In Kincade v. Bradshaw (3 Hawks, N. C. 63) the court held that “ it could not be a correct rule that a jury should require the same strength of evidence to find a fact controverted in a civil case which they would require to find a man guilty of a crime.” That was an action of slander, and the court reversed the judgment on the ground that the court below erred in charging the jury that the evidence, to warrant a verdict for the defendant, must be sufficient to convict the plaintiff, if on trial for peijury, the crime imputed in the alleged defamatory charge, and in the plea of justification.

Barfield v. Britt (2 Jones L. 41) was an action of slander for accusing the plaintiff of the crime of murder, and the refusal of the court to give an instruction, that to sustain a plea of justification it was necessary that (he jury should have the same cogency of proof they would require in case the plaintiff was on trial for his life, was sustained.

Ellis v.

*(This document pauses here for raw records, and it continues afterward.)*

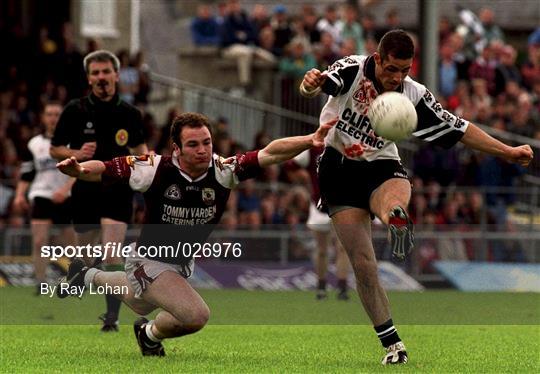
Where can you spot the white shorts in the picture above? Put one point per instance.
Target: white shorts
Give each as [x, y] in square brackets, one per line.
[141, 271]
[317, 220]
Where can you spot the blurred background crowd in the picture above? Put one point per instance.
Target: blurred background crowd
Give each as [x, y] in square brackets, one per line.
[482, 77]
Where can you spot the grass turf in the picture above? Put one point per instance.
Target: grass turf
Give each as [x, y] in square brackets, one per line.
[279, 332]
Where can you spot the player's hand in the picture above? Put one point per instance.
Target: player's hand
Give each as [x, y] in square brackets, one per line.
[20, 204]
[87, 151]
[522, 155]
[313, 79]
[319, 135]
[229, 160]
[71, 167]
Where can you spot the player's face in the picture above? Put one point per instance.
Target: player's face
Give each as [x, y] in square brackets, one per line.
[196, 152]
[392, 71]
[50, 117]
[102, 78]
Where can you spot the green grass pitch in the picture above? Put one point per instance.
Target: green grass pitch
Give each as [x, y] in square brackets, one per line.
[257, 331]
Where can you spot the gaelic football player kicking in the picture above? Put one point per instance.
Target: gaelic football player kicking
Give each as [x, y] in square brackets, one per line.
[189, 189]
[360, 173]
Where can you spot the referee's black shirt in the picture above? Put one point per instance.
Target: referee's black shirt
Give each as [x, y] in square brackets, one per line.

Buzzell (60 Maine, 209) was an action for slandering the plaintiff by charging him with adultery. The defendant justified, and the Supreme Court held that he was entitled to a verdict upon a preponderance of evidence.

The same doctrine was held in Matthews v. Huntley (9 N. H. 150) and in Folsom v. Brown (5 Foster, 122).

Some of the cases intimate that actions in which the alleged slander consists in charging the plaintiff with peijury stand upon peculiar ground, because of the rule that in order to convict of that crime there must be two witnesses, or one witness and corroborating circumstances, to prove the falsity of the *57plaintiff’s testimony. But we perceive no ground for sucli a distinction.

The plaintiff is now a competent witness, and may come before the jury and testify as to the truth of his former statement, and is thus enabled to present himself fairly before them; and he should have no recovery if, on all the evidence, the jury believe his former testimony was willfully and corruptly false, for in that case the defendant has, in estimation of law, done him no injury.

We are therefore of the opinion that the court did not err in instructing the jury to find for the defendant if they should find that the justification was sustained by a preponderance of evidence. But for the errors indicated in the first part of this opinion the judgment is reversed, and the cause is remanded for a new trial upon principles not inconsistent with this opinion.